---
title: "Designing Streaming APIs for LLM Applications: SSE, WebSockets, and HTTP Chunked Transfer"
description: "Learn how to choose and implement the right streaming protocol for LLM applications. Covers Server-Sent Events, WebSockets, and HTTP chunked transfer with FastAPI code examples and error handling strategies."
canonical: https://callsphere.ai/blog/designing-streaming-apis-llm-applications-sse-websockets-chunked-transfer
category: "Learn Agentic AI"
tags: ["Streaming APIs", "Server-Sent Events", "WebSockets", "FastAPI", "LLM API Design"]
author: "CallSphere Team"
published: 2026-03-17T00:00:00.000Z
updated: 2026-05-06T17:04:28.888Z
---

# Designing Streaming APIs for LLM Applications: SSE, WebSockets, and HTTP Chunked Transfer

> Learn how to choose and implement the right streaming protocol for LLM applications. Covers Server-Sent Events, WebSockets, and HTTP chunked transfer with FastAPI code examples and error handling strategies.

## Why LLM Applications Need Streaming

Large language models generate tokens sequentially, often taking several seconds to produce a complete response. Without streaming, users stare at a blank screen until the entire response is ready. Streaming lets you push tokens to the client as they are generated, dramatically improving perceived latency and user experience.

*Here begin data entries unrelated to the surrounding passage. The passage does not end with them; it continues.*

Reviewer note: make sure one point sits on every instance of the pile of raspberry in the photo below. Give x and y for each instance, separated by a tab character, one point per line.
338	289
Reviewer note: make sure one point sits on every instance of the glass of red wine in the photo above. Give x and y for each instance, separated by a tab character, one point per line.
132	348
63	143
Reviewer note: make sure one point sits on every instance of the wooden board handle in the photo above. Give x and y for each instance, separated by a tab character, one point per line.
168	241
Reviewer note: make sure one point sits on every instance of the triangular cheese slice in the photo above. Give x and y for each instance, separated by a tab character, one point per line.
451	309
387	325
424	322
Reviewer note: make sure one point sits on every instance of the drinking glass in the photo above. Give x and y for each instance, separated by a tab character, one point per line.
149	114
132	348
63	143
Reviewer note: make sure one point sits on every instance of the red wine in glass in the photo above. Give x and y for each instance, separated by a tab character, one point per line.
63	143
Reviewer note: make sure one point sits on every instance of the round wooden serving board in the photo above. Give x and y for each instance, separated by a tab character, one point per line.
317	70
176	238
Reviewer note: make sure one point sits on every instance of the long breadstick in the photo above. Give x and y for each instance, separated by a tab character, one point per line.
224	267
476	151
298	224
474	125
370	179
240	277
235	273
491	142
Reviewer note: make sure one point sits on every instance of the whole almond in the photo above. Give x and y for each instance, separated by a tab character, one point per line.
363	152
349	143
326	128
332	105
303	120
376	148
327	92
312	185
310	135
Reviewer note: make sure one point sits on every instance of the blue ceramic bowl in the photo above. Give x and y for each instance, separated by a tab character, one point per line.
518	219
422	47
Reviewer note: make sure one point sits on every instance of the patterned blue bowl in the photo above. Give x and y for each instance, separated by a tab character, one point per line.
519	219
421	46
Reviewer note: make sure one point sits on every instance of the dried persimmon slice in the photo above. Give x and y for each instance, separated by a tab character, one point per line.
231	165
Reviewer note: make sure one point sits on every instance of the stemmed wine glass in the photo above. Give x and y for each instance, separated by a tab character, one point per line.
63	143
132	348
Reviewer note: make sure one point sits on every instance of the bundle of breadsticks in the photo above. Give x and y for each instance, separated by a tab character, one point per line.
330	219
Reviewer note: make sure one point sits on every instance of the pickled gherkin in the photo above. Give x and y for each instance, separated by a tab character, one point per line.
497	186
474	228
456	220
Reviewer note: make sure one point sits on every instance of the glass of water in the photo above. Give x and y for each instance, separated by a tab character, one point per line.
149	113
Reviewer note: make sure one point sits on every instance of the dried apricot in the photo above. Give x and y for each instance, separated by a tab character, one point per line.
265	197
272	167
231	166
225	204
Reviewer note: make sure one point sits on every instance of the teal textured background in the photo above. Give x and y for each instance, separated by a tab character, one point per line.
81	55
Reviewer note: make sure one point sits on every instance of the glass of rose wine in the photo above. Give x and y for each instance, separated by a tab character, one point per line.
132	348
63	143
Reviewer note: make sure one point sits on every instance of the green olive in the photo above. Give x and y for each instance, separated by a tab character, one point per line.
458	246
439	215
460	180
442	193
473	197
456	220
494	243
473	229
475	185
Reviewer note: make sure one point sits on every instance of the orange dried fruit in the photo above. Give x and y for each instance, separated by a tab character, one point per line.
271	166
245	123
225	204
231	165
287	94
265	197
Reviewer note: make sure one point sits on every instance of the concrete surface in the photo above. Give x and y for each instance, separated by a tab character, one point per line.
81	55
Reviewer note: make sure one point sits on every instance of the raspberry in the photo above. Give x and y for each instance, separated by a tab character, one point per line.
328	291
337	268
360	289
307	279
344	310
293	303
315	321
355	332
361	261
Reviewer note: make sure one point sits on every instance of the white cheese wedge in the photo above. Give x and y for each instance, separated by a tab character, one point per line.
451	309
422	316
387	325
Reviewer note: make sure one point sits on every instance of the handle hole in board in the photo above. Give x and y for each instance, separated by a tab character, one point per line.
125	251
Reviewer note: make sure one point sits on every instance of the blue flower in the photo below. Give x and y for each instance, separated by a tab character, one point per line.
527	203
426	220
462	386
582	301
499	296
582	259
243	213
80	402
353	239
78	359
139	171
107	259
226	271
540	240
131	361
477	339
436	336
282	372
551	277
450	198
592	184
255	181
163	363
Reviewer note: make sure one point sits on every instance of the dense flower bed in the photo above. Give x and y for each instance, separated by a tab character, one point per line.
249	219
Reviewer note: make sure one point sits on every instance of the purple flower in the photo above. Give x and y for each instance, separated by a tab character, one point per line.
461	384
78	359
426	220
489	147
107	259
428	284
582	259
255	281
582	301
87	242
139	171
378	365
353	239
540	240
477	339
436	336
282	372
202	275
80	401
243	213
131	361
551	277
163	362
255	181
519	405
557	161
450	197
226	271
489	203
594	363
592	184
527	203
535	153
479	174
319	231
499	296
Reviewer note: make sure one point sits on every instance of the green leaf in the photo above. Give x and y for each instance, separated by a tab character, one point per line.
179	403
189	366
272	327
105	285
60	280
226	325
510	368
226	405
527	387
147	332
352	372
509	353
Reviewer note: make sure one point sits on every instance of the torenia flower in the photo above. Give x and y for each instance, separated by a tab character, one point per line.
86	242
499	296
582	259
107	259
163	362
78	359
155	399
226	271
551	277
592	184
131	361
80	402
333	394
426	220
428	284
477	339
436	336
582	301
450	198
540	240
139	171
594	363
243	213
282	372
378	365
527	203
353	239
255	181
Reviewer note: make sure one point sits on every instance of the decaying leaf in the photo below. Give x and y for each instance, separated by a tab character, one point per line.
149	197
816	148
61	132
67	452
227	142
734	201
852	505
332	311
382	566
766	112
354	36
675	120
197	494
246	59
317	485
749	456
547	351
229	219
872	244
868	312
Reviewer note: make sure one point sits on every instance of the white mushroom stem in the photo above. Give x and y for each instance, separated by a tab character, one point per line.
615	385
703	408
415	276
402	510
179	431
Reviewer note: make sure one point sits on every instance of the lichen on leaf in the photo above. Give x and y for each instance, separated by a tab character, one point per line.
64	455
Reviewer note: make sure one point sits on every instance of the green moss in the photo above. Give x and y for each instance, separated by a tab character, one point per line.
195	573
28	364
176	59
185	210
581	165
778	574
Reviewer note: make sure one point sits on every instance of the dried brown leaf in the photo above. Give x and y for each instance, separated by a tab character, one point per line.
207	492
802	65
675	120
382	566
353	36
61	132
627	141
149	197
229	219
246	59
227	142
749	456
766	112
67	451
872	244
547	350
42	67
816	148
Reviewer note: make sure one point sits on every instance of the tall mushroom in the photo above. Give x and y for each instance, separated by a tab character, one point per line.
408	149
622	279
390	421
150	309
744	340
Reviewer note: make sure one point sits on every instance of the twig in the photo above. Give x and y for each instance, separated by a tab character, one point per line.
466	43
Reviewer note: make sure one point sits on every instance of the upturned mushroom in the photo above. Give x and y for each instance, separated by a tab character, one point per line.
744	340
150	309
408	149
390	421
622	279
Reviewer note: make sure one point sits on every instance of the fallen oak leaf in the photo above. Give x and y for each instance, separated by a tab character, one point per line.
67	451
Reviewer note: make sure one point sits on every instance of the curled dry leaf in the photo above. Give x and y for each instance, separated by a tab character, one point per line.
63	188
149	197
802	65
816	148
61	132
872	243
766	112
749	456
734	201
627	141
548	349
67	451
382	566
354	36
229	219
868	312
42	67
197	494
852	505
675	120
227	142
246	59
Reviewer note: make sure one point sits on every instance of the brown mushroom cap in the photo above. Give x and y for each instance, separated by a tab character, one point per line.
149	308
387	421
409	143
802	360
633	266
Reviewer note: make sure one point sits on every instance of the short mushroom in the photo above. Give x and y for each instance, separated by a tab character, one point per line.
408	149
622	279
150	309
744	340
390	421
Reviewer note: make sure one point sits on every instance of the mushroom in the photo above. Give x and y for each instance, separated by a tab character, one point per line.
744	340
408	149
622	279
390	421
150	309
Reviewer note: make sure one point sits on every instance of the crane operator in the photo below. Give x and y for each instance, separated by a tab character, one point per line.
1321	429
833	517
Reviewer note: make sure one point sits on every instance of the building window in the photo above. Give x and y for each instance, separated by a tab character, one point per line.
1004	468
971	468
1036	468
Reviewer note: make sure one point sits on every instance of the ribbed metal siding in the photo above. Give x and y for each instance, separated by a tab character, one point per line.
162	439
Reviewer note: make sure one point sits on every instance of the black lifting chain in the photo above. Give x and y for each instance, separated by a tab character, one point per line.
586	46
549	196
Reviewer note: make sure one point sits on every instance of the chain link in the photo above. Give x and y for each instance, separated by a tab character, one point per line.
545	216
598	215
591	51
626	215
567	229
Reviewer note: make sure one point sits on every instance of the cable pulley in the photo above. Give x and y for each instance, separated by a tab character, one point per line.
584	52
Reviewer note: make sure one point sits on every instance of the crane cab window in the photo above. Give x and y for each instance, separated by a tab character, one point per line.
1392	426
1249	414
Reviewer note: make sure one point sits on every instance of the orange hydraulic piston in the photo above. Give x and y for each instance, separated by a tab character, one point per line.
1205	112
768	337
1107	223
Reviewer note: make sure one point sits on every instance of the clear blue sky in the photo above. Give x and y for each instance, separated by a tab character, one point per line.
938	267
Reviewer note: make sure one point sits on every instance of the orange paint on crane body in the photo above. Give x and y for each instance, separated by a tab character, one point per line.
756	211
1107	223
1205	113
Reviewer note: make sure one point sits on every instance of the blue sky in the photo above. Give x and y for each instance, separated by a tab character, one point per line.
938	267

Three protocols dominate the streaming landscape for LLM applications: Server-Sent Events (SSE), WebSockets, and HTTP chunked transfer encoding. Each comes with distinct tradeoffs in complexity, browser support, and bidirectional capability.

## Server-Sent Events: The Default Choice

SSE is a unidirectional protocol built on top of standard HTTP. The server pushes a stream of events over a long-lived connection. It is the protocol OpenAI, Anthropic, and most LLM providers use for their streaming endpoints.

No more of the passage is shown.